Le gouvernement espagnol nomme un nouveau président du gendarme de la concurrence, contournant l'opposition et suscitant une polémique politique
Le gouvernement espagnol a proposé Juan José Ganuza comme nouveau président de la CNMC, ainsi que trois membres du conseil, suscitant des accusations de partisanerie de la part du PP, principal parti d'opposition.
La nomination
Le Conseil des ministres, sur proposition du ministre de l'Économie Carlos Cuerpo, a approuvé mardi la nomination de Juan José Ganuza Fernández à la présidence de la Commission nationale des marchés et de la concurrence (CNMC). Il remplace Cani Fernández, dont le mandat a expiré le 16 juin. Trois nouveaux membres du conseil ont également été proposés : Carmen Balsa, Marina Echebarría Sáenz et Joan Capdevila. Ils exerceront tous un mandat de six ans, sans possibilité de réélection, une disposition destinée à isoler le régulateur du cycle politique. Les candidats doivent d'abord se présenter devant la Commission économique du Congrès pour un examen d'aptitude avant leur nomination formelle par décret royal.
Réaction politique
Le principal parti d'opposition, le Parti populaire (PP), a immédiatement dénoncé l'absence de consultation préalable. Alberto Nadal, le porte-parole économique du parti, a déclaré que le gouvernement s'était contenté de les informer quelques minutes avant l'annonce.
Ils se sont contentés de nous informer quelques minutes avant. Ensuite, ils s'étonnent que les gens doutent de l'indépendance de la CNMC.

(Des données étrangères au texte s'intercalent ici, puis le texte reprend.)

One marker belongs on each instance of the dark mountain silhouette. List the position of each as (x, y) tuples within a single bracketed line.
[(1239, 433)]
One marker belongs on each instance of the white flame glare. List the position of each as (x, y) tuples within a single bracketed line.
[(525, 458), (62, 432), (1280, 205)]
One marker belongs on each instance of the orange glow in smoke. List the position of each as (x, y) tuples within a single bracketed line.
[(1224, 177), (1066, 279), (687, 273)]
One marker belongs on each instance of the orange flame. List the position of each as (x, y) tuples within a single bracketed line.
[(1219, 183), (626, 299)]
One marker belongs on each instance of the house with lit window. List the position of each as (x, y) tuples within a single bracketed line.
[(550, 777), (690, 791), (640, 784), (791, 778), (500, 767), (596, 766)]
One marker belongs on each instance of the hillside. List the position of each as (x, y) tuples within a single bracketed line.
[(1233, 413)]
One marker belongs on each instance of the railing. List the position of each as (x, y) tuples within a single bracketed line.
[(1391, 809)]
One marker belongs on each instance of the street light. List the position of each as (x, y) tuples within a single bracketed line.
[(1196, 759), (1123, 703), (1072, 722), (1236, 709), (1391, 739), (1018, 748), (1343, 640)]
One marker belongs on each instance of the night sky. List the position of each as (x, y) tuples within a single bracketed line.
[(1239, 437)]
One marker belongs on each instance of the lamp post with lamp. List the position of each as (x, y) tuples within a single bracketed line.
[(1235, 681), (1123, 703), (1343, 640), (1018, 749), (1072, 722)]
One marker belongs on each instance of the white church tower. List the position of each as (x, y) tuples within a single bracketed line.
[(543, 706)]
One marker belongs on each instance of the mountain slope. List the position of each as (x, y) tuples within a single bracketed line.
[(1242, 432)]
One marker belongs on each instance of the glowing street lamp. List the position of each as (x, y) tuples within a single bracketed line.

Ces nominations privent le PP de toute représentation au sein du conseil, rompant avec la pratique traditionnelle d'un accord entre partis pour les organismes de régulation. Le gouvernement a plutôt choisi des candidats issus de ses propres rangs et de ses alliés parlementaires, Sumar et Esquerra Republicana.
Qui est Juan José Ganuza
Ganuza, né en 1968, est titulaire d'une licence de physique de l'Université Complutense de Madrid et d'un doctorat en économie de l'Université Carlos III. Il est professeur d'économie et de commerce à l'Université Pompeu Fabra et dirige depuis dix ans le programme de master en concurrence et régulation des marchés à la Barcelona School of Economics. Depuis 2014, il dirige la division concurrence et régulation du think tank Funcas. Son profil académique contraste avec celui de son prédécesseur ; il a déjà critiqué l'idée qu'un seul organisme puisse superviser efficacement la concurrence, l'énergie, les télécommunications et les transports simultanément.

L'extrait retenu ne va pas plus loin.